Tolerance level for eigenvalue check of positive semidefinite matrix XtX.

refine

If refine = TRUE, then an additional iterative refinement procedure is used, after the IBSS algorithm, to check and escape from local optima (see details).

stochastic_ld_sample

When the LD matrix R is estimated from a stochastic sketch (or an internal subsample) with B random projections, set this to the value of B. This dynamically inflates the null variance of each variable's score statistic at every IBSS iteration to account for LD estimation uncertainty in the Single Effect Regression (SER), attenuating Bayes factors and posterior means for variables where LD uncertainty is large relative to active signals.

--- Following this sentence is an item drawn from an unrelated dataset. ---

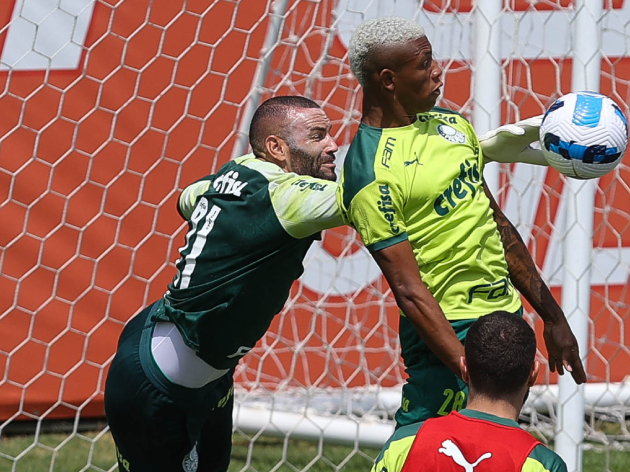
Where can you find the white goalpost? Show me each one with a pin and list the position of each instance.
(111, 108)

Must be at least 1000. Not supported with lambda != 0. When provided, the output includes a stochastic_ld_diagnostics element with per-region and per-variable quality metrics.

alpha0

Numerical parameter for the NIG prior when using estimate_residual_method = "Servin_Stephens".

beta0

Numerical parameter for the NIG prior when using estimate_residual_method = "Servin_Stephens".

Value

In addition to the standard "susie" output (see susie), the returned object may contain:

stochastic_ld_diagnostics

A list of diagnostics for the stochastic LD correction (only present when stochastic_ld_sample is provided), containing: B (the sketch dimension); p (number of variables); effective_rank (debiased \(\tilde{r} = p^2 / \|R\|_F^2\)); r_over_B (\(\tilde{r}/B\), one number per region; values \(\le 0.2\) indicate the sketch is adequate); Rhat_diag_deviation (\(|\hat{R}_{jj} - 1|\), one number per variable; flags variables with poor random projections); per_variable_penalty (final-iteration \(v_j / \sigma^2 = \tau_j^2 / \sigma^2 - 1\), one number per variable; values \(\le 0.2\) indicate minimal power loss, values \(\gg 1\) flag variables where the correction is doing heavy lifting).